The IAEA passed a resolution last month warning Tehran of such referral unless it allayed fears about its nuclear program.


ElBaradei also refused to endorse Washington’s contention that Iran was working to make nuclear weapons and disputed U.S. assertions that Saddam Hussein’s regime in Iraq had an active atomic weapons program – both claims that remain unproven, despite growing suspicions about Tehran’s nuclear agenda.


ElBaradei and the agency had been among the names mentioned as speculation mounted in recent days the Nobel committee would seek to honor the victims of nuclear weapons and those who try to contain their use.


The committee has repeatedly awarded its prize to anti-nuclear weapons campaigners on the major anniversaries of the 1945 atomic bombings of Hiroshima and Nagasaki, Japan.


“This is a message to all the people of the world: Do what you can to get rid of nuclear weapons,” Nobel committee chairman Ole Danbolt Mjoes said. “The people’s power is formidable.”


On the 50th anniversary, in 1995, the prize went to anti-nuclear campaigner Joseph Rotblat and his Pugwash group. In 1985, it went to International Physicians for the Prevention of Nuclear War and in 1975 to Soviet nuclear scientist-turned-anti-nuclear campaigner Andrei Sakharov.


“We will never give up and we must never give in,” Mjoes said.


A record 199 nominations were received for the prize, which includes $1.3 million, a gold medal and a diploma. ElBaradei and the IAEA will share the award when they receive it Dec. 10 in the Norwegian capital.


The Nobel committee called ElBaradei “an unafraid advocate” of new measures to stem the proliferation of nuclear weapons.

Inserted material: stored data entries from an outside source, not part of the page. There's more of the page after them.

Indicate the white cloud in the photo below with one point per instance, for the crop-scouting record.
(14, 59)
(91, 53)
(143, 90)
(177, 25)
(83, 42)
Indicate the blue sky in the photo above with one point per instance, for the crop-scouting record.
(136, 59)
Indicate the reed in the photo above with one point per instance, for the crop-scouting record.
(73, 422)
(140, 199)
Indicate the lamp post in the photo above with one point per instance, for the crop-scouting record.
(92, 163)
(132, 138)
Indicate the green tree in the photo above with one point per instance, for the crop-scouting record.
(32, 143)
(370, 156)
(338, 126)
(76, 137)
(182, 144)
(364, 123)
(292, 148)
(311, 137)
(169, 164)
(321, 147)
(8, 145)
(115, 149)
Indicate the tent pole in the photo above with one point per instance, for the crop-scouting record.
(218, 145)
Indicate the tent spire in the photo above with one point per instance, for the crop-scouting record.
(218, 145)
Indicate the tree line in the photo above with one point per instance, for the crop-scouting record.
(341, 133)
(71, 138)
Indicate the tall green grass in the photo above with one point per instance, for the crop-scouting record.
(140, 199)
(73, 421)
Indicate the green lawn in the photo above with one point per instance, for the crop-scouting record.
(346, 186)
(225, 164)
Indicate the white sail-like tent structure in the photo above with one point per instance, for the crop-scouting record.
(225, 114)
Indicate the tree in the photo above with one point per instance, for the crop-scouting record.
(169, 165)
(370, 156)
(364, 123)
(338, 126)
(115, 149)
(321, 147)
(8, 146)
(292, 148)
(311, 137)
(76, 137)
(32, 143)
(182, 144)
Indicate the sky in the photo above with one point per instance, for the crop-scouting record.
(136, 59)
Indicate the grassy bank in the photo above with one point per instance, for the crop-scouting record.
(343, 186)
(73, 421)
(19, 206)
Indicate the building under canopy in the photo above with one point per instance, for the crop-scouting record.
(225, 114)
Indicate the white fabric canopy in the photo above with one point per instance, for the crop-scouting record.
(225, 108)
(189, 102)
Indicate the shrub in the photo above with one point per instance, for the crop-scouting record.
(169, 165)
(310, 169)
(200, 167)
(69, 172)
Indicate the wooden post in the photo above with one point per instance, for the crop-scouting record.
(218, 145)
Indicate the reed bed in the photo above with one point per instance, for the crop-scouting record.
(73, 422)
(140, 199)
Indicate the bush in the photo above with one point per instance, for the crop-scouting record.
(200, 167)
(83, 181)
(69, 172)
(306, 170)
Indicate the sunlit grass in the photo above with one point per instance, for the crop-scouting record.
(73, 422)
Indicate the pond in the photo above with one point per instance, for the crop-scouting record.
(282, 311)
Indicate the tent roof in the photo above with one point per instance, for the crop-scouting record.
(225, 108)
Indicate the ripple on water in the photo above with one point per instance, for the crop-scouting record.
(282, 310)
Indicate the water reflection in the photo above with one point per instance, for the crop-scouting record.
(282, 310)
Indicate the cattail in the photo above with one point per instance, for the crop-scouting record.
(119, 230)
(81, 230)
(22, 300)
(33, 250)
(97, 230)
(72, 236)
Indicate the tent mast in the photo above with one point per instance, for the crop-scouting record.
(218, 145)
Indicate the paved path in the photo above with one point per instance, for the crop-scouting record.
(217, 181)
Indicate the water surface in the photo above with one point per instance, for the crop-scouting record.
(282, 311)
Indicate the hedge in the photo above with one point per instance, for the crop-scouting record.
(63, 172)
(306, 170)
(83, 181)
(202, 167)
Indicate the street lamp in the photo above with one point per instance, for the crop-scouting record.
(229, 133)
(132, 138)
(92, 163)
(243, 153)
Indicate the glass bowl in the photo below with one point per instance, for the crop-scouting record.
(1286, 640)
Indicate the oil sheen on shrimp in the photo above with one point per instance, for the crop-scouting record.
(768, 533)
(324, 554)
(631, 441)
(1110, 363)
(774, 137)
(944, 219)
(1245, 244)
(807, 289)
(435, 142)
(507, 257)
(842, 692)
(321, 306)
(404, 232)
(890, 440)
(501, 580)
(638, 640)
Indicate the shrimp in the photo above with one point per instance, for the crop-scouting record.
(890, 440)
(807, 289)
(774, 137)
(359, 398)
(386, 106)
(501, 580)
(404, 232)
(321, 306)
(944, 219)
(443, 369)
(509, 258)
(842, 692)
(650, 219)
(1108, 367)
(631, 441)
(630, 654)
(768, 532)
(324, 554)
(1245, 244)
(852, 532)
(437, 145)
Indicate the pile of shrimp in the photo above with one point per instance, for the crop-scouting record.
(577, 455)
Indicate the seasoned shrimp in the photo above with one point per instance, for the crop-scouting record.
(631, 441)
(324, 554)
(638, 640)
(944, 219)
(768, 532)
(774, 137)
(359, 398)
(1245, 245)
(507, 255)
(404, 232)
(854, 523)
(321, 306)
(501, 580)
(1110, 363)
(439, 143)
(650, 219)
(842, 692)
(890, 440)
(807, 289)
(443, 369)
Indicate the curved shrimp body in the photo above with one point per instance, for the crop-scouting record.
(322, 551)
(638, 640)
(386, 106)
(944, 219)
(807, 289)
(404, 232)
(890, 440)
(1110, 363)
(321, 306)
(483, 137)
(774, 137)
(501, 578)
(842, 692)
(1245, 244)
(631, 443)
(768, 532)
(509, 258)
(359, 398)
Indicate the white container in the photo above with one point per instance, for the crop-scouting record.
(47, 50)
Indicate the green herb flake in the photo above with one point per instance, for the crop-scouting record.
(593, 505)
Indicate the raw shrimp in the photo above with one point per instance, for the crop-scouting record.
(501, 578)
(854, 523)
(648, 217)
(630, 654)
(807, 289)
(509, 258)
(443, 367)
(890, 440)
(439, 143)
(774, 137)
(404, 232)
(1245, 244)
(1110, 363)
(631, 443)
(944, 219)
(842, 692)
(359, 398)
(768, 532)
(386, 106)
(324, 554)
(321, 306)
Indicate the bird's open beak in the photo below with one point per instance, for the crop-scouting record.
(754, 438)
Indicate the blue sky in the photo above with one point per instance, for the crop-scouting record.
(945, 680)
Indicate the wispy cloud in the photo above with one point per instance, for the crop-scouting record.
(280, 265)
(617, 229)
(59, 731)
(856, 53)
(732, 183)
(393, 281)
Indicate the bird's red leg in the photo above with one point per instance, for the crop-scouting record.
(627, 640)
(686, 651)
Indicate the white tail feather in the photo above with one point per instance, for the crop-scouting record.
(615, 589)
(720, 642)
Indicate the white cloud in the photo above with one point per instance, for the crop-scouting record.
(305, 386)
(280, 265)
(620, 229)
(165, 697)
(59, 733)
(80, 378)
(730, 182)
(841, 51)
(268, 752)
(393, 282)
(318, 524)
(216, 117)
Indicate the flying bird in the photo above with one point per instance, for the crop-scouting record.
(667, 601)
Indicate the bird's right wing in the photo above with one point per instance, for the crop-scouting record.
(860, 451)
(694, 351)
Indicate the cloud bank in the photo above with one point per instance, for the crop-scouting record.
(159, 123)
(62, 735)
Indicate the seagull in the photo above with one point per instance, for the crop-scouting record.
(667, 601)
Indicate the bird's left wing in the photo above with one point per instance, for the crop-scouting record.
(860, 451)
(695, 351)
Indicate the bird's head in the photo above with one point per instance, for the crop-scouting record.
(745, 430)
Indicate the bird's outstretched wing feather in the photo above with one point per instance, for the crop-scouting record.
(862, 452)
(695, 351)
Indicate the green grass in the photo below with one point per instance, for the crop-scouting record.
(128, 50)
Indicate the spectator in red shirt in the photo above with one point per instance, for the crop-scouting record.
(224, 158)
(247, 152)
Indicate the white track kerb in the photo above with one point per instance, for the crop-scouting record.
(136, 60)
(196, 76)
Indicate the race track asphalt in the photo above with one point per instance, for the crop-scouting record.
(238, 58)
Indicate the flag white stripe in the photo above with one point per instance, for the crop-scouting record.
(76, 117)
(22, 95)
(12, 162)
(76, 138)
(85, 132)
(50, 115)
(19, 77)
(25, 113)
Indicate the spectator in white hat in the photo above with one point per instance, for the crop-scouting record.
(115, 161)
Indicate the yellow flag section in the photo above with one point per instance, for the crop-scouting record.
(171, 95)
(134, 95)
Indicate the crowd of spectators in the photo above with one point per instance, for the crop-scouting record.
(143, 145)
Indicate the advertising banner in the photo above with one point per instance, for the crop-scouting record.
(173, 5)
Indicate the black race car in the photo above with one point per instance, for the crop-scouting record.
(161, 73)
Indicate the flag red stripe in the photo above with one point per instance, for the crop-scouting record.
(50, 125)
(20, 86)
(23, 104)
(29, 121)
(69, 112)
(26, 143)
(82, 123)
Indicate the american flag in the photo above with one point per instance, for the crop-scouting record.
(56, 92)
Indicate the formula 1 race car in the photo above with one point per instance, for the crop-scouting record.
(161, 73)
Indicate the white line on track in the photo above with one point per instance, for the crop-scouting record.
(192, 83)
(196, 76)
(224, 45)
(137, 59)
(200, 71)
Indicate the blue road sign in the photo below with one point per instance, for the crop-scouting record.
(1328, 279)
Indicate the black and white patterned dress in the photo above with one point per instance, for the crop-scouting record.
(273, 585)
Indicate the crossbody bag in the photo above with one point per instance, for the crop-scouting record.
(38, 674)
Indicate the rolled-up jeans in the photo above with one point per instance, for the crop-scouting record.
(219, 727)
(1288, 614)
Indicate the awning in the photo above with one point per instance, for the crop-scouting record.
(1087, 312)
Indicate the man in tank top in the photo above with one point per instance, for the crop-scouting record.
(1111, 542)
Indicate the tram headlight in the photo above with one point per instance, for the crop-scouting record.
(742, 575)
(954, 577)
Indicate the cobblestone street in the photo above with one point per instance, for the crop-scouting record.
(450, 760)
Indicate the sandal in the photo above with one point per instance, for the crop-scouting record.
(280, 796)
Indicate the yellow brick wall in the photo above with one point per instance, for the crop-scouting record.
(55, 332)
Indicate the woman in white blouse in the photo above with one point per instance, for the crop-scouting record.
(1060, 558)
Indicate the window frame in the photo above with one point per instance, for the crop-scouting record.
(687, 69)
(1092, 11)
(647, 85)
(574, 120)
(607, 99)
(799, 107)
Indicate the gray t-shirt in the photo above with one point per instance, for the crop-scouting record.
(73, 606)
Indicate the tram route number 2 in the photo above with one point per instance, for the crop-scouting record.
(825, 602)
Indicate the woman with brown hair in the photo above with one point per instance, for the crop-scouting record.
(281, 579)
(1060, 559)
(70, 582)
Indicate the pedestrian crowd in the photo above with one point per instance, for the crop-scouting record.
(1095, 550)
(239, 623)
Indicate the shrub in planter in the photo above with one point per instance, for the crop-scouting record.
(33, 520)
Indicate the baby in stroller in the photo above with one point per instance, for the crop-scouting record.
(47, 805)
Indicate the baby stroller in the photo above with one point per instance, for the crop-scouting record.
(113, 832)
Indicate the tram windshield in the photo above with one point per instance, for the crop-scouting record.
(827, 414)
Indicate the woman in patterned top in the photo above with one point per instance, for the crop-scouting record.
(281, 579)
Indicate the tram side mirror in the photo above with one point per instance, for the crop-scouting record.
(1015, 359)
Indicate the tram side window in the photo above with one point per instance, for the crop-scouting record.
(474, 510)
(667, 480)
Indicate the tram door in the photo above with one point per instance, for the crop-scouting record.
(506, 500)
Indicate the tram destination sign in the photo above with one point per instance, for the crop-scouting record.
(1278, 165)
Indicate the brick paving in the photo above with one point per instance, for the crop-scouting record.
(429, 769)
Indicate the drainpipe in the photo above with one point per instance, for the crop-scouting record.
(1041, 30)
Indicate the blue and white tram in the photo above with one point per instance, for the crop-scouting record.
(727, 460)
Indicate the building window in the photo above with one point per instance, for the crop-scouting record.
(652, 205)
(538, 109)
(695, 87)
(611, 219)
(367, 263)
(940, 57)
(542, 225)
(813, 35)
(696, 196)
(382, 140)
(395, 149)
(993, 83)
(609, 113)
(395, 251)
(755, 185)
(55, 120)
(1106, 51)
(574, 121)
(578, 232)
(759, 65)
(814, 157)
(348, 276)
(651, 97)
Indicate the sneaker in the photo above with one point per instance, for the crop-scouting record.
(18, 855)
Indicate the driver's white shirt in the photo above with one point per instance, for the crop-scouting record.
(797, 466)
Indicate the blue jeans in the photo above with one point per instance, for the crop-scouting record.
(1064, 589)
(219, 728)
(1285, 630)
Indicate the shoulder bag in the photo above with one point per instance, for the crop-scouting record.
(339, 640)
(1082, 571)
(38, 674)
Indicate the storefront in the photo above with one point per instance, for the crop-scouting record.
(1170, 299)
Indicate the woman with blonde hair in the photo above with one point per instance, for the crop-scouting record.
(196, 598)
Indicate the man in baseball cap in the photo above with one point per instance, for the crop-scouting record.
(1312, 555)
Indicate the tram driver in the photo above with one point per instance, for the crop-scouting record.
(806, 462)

“At a time when disarmament efforts appear deadlocked, when there is a danger that nuclear arms will spread both to states and to terrorist groups, and when nuclear power again appears to be playing an increasingly significant role, IAEA’s work is of incalculable importance,” the committee said.


Former chief U.N. weapons inspector Hans Blix, a friend and colleague of ElBaradei, told The Associated Press the award was “very encouraging and fortunate.”


“I see it as an endorsement of the professional and independent role of the IAEA and of international verification in the field of nuclear power and nonproliferation,” Blix said.


Under ElBaradei, the IAEA has risen from a nondescript bureaucracy monitoring nuclear sites worldwide to a pivotal institution at the vortex of efforts to disarm the two regimes.


Austere and methodical, ElBaradei took a strident line as he guided the agency through the most serious troubles it faced since the end of the Cold War.


He accused North Korea, for example, of “nuclear brinkmanship” in December 2002 after it expelled two inspectors monitoring a mothballed nuclear complex. Pyongyang said the plant needed to go back on line because of an electricity shortage.


Norway’s outgoing Prime Minister Kjell Magne Bondevik said the committee’s choice was “gratifying.”


“This is a homage to their crucial efforts to stop nuclear proliferation, in order to prevent the use of such weapons in conflicts between states or in terrorist attacks,” he said.